An Adaptive Approach to Improve the Accuracy of Packet Pre-Filtering

摘要

The current day networks are under deliberate, continuous and premeditated attacks such as Hacker attacks, DoS attacks, IP Address Spoofing, Phishing, Sniffer attacks etc. The Network Intrusion Detection Systems (NIDS) proved to be reliable in parrying most of the issues and challenges faced by the corporate network security systems. But, the NID systems fall short in providing a completely fool -proof network security environment. False negatives and false positives proved to be considerable bottle necks in securing the networks from the attacks. This paper deals with the introduction of a software approach for the packet pre-filtering to ease security threats and the introduction of Network Behavior Analysis to enhance the security of the network. The Network Behavior Analysis helps the system to ease the burdens to the network and security of the network by the false positives. The NIDS compares all the incoming packets with the predefined rules or signatures to find suspicious patterns.

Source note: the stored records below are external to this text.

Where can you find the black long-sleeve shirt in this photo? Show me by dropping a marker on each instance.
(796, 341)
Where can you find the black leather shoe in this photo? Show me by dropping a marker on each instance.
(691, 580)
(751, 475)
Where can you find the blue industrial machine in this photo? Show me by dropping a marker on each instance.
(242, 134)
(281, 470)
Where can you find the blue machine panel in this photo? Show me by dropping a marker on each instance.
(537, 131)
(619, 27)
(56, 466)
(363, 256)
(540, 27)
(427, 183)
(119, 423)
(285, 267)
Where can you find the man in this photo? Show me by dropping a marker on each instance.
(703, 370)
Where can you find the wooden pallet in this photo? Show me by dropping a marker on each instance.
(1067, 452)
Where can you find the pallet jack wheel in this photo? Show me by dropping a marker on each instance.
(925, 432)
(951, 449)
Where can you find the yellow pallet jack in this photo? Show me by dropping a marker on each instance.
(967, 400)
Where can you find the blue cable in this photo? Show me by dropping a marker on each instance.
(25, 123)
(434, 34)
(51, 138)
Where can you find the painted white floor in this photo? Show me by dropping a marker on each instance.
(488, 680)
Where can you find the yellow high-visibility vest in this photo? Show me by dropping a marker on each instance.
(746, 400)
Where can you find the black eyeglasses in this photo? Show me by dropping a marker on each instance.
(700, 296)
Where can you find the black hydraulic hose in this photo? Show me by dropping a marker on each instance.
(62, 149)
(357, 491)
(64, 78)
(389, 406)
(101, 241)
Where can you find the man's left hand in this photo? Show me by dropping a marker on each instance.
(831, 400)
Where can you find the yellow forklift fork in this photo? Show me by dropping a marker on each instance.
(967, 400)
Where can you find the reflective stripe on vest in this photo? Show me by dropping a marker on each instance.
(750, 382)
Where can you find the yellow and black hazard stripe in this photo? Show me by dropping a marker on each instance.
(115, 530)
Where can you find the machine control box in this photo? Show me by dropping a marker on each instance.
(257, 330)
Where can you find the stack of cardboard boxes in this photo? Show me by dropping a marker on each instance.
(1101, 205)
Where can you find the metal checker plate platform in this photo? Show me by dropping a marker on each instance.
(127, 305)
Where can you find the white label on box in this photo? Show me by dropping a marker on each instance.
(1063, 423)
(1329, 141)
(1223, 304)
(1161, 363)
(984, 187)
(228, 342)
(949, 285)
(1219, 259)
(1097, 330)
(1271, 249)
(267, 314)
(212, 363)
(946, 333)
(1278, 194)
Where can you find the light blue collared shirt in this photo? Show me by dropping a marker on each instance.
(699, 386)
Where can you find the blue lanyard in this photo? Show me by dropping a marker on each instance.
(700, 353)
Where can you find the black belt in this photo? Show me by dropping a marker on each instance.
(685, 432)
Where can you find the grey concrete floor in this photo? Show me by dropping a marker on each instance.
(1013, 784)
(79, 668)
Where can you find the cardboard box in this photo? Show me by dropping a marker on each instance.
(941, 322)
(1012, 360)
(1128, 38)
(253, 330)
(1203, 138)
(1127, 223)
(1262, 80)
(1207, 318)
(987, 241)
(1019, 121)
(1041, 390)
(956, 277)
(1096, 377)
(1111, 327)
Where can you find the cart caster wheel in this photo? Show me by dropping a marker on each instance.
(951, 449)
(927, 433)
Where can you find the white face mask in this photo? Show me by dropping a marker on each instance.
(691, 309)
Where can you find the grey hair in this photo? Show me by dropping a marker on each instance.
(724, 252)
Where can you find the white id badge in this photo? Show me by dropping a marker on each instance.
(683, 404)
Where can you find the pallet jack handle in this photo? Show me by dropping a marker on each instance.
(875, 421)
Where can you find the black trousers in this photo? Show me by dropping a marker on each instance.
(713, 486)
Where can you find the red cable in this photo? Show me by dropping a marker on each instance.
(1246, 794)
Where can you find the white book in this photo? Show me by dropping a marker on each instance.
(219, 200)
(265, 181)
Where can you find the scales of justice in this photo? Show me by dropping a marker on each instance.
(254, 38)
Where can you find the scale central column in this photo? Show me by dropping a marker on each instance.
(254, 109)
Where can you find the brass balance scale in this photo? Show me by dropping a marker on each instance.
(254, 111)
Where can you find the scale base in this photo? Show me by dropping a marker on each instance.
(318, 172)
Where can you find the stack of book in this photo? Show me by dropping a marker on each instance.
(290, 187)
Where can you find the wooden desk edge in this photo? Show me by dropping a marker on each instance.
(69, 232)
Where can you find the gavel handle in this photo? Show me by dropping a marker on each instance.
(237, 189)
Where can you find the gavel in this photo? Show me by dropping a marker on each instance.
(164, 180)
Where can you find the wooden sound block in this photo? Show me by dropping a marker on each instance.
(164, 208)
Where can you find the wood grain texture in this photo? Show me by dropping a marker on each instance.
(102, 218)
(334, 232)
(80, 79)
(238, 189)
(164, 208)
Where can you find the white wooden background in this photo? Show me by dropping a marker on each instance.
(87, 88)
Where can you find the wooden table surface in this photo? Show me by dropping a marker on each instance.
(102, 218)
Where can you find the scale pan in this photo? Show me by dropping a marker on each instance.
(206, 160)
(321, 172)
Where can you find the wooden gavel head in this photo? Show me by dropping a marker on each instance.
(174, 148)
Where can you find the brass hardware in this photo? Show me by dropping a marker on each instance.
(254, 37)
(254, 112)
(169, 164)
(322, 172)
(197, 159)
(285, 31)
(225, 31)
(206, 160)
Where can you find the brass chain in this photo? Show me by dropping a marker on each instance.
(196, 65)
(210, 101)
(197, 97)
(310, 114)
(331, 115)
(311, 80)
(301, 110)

The pre-filtering approach used in this paper is a result of the observation that very rarely an incoming packet matches the signatures or the IDS rules. During the pre-filtering step, a small portion of the packet is compared against the predefined signatures for any suspicious patterns and the initial pre-filtering match is considered for a full match. For time efficiency, this strategy is compared to more optimistic schemes that allow reassignment of flows between threads, and evaluated using several network packet traces.